El autor estadounidense Richard Ford va con un cuaderno a todas partes. En él anota las ideas que quizá en un futuro se desarrollen en una novela o se queden en simples esbozos. Lo ha señalado en el encuentro que ha mantenido con la prensa en Barcelona, donde ha viajado para participar en la conferencia Influencias extraliterarias en el Centre de Cultura Contemporànoa (CCCB), un trasunto de acto de presentación de su libro En palabras sencillas, el primero de la colección Feltrinelli Lectures.

Aunque el calor ya ha despojado a los barceloneses de la manga larga, él no se ha quitado el blazer de escritor con camisa de cuadros, quizá para no perder ni un ápice de esa imagen de intelectual relajado.

En este último trabajo, breve pero consistente, Ford explora la dimensión política de su obra.
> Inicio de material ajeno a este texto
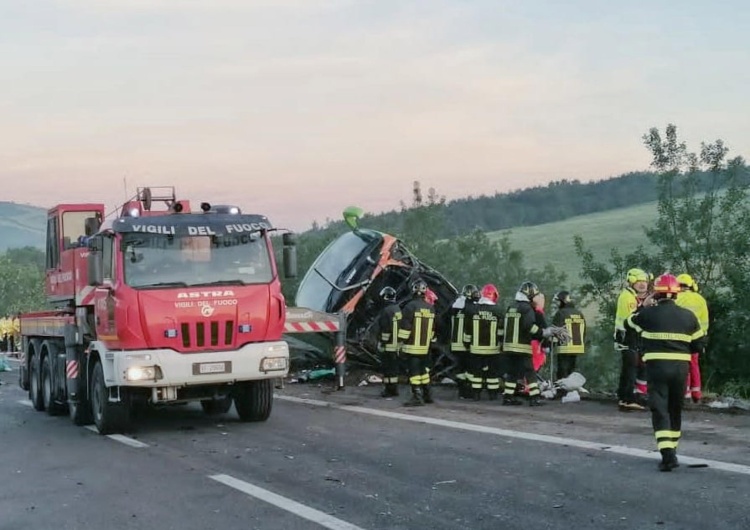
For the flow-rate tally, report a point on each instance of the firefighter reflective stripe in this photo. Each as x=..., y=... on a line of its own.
x=418, y=338
x=682, y=337
x=666, y=356
x=485, y=333
x=457, y=332
x=512, y=338
x=627, y=302
x=576, y=326
x=695, y=303
x=667, y=439
x=389, y=337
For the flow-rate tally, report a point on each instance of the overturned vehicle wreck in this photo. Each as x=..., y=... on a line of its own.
x=348, y=277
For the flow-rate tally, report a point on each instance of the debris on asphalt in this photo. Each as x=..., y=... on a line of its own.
x=571, y=397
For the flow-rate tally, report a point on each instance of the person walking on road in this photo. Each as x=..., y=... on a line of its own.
x=416, y=333
x=469, y=297
x=691, y=299
x=669, y=335
x=571, y=318
x=520, y=329
x=387, y=334
x=629, y=300
x=483, y=332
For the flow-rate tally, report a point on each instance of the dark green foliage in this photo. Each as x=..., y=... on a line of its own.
x=21, y=281
x=703, y=229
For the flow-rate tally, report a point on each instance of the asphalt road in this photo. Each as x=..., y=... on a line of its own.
x=349, y=460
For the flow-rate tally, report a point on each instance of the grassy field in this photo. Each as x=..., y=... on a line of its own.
x=553, y=243
x=21, y=225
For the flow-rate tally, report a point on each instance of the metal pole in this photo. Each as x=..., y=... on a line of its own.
x=339, y=352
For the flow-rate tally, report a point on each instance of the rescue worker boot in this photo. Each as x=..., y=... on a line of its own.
x=427, y=394
x=417, y=398
x=511, y=401
x=389, y=390
x=668, y=460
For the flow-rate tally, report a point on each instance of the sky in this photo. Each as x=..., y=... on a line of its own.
x=298, y=108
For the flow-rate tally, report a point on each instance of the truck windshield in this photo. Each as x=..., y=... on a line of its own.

Una característica de la que no fue consciente hasta mucho tiempo después de haber empezado. “Hace 25 años alguien me preguntó si lo que yo escribía era realismo social y yo dije que en absoluto. Si yo soy estadounidense”, ha declarado. Se dio cuenta de que estaba equivocado gracias a sus lectores, precisamente. “Hay muchos escritores que piensan que hablar con los lectores es como una carga. A mí me gusta y además me hace pensar”, ha sostenido.